Tom Collins, who was the maintenance engineer with the academy and who had a summer home in Berkeley Springs, learned the telescope was being "decommissioned," Boles said, and Collins was told by the academy that it wanted the telescope to be used as an educational tool in the schools.

Boles said former Morgan County school superintendent Jerry Jones liked the idea and got in touch with U.S. Sen. Robert Byrd, D-W.Va., to help secure it for Morgan County.

A few people started raising money to build a dome and a basic building for the telescope, Boles said, and a $30,000 grant was written but the funding was not received. The telescope was held in storage for six years because there was no place to mount it, he said.

Boles said the telescopic foundation to the Morgan County Observatory formed in December 1998, elected board members and achieved nonprofit status. About 30 people met to talk about building an observatory, he said.

Collins told Boles that repairs to the telescope would cost about $7,000 and take six months. The estimated building cost was $130,000, Boles said.

Getting it going

Stargazing parties were held to raise funds to repair the telescope and build an observatory. Grants were written, Boles said, and a video was made of the telescope to show its capabilities and let people know how valuable it was. Boles said he showed this video to local officials to get their support.

Del. Charles S. Trump, R-Morgan, got W.Va. Legislative funding of about $60,000, which was given to Morgan County Schools, and $20,000 came from the Morgan County Commission, Boles said.

The observatory site property next to Greenwood Elementary School on W.Va. 13 was donated by the Morgan County School Board.

With more than half of the funds in hand, officials started building in December 2000.

On Aug. 1, 2001, the telescope was placed by a crane and the building's dome was installed over it.

"First light," the first time anyone looks through the telescope in its new home or when the first light touches the telescopic mirror, was in the winter of 2002. "I remember it was very cold," he said.

"Individual donations and grants from charitable organizations helped us and pay for the observatory's operation.
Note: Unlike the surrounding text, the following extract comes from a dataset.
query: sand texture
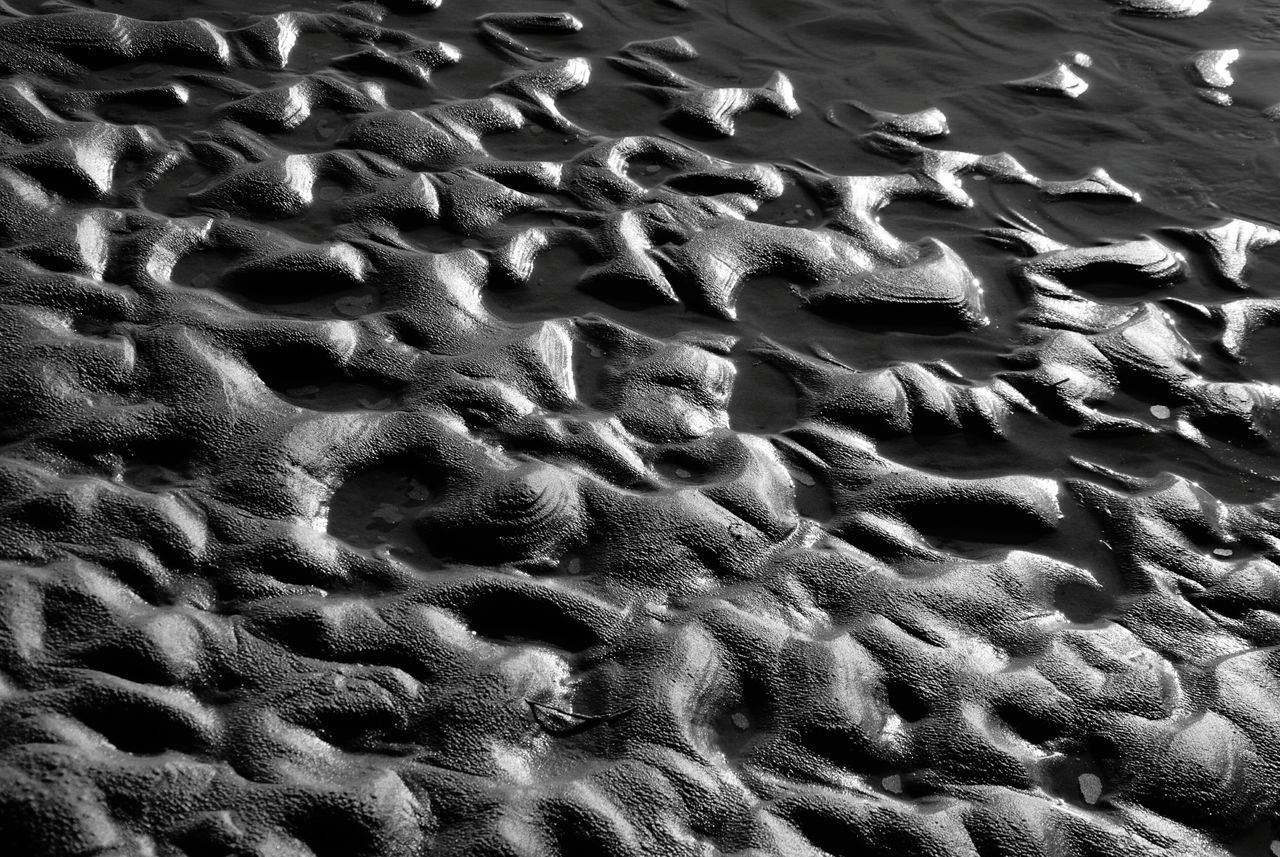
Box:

They have been the main source of support," Boles said.

Available for school use

This is the first year the building is available to schools. Classroom presentations will be offered and conducted by Boles and other foundation members, Boles said, and surrounding counties have expressed interest.

Field trips are also available during the day. Boles said even though they cannot observe the night sky, he can teach the students about the sun, moon and stars.

Berkeley Springs High School will offer the first course in astronomy starting in January, said Boles.

George Ward, principal of the high school, said, "I think it is a wonderful opportunity for the school, and several students have already signed up for the class. We will continue to offer this course if students are interested."

The rocketry classes offered this past summer were the hook that got a lot of students interested in stargazing and astronomy, he said. Three students are interested in doing science fair projects. "They really responded and were excited about the class," Boles said.

Boles said "the happiest part about the observatory is watching people come together to bring it about and now watching kids learn about the universe."

Boles said his dream for the observatory is that it will become an astronomical learning center and be open all the time with a computer lab available for everyone's use.

The Morgan County Observatory Foundation holds monthly stargazing parties for its members and for the public to generate interest, educate and raise funds, said Boles.

It will hold its next public star party at 7:30 p.m. on Friday, Oct. 7, on the observatory grounds at Greenwood Elementary School.